I thought it was quite funny and I continued to sit in my spot on the bench and started to resume my story to Guiliano when Bill Robinson came over. “You know, he really did throw you out. You’ll have to go. But you should give him hell before you do.” I ran out onto the field and as Wendelstedt barely contained his laughter, I started screaming at him. As I recall, it went like this: “My one lousy game in uniform and you run me? I can see you’re going to make the big leagues and not just because your Daddy’s an umpire. And let me promise you, one day I will be avenged. I will get a highlight of you and I will run you into the ground with it. Your father will change his name to Runge. I swear!” Then I kicked dirt on the plate and on him and I said “Okay, have I put on enough of a show?” and he sputtered out yes, and I left, throwing my shoes and cap as I did (I retrieved the cap).

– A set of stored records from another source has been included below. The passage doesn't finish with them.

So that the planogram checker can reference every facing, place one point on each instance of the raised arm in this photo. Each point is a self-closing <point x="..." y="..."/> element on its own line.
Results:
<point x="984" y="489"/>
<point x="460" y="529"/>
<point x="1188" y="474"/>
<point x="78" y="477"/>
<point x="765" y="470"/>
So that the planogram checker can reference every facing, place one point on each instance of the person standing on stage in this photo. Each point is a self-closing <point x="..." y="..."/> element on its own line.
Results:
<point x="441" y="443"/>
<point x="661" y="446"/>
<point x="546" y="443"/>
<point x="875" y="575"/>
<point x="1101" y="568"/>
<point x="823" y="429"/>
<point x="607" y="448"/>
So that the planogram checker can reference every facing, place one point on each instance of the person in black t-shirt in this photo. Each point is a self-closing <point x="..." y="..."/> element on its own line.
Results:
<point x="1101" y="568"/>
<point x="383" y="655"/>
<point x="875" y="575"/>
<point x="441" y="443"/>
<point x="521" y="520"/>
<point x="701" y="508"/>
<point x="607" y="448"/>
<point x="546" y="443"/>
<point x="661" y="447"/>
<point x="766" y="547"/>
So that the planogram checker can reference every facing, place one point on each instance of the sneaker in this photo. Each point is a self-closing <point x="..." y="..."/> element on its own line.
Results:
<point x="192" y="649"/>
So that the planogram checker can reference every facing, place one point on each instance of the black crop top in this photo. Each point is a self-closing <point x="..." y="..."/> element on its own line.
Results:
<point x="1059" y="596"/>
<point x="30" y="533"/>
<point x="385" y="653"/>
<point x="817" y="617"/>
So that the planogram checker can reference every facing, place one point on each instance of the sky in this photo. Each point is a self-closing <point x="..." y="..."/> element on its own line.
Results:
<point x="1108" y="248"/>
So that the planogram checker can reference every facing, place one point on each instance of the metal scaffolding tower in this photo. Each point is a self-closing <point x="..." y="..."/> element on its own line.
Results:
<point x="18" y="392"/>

Six years later, Rolen had already gone from the Phils to the Cards and they appeared at Yankee Stadium and I saw him near the cage and went over to ask him if he remembered it, when I suddenly realized he was running over to me. “Where was that when they threw you out of our game?” I told him, New Britain, in 1996. “The highlight of my season,” he said. We both laughed and I reminded him that a few weeks later he was called up to Philly to make his big league debut. “Like I said,” he said dryly. “Highlight of my season.”
Sunday afternoon we visited briefly and we repeated the exchange. “I know, I know, the year I broke in. Still the highlight of that season.”
BRIEFLY…

You could expand the All-Star Rosters to 75 guys and somebody would still have a complaint, but Mark Reynolds isn’t going? The only thing besides Justin Upton keeping the Diamondbacks from sinking into the PCL?… Chad Gaudin looked like a BP pitcher in the first inning Friday against the Dodgers, then recovered fairly well thereafter, but still has a little ways to go. On the other hand, Rule V shortstop draftee Everth Cabrera may be there already… the Pirates may be serious about dealing Matt Capps. If they can get a juicy package for him, and something that will make them all go dreamy like they have over Charlie Morton, they’ll do it… and lastly, if this hasn’t shown up anywhere, old Yankee Stadium is now enmeshed in protective netting like a widow at a funeral, and the bit-by-bit demolition of the superstructure isn’t far off. I was literally offered a full piece of the outfield frieze and the price was not a blood-letting for unique stuff like that. But then they said it weighed a ton and I said “I bet it does,” and they said “no, literally, it weighs 2,000 pounds” and I envisioned apartment walls collapsing and I said no, thank you kindly.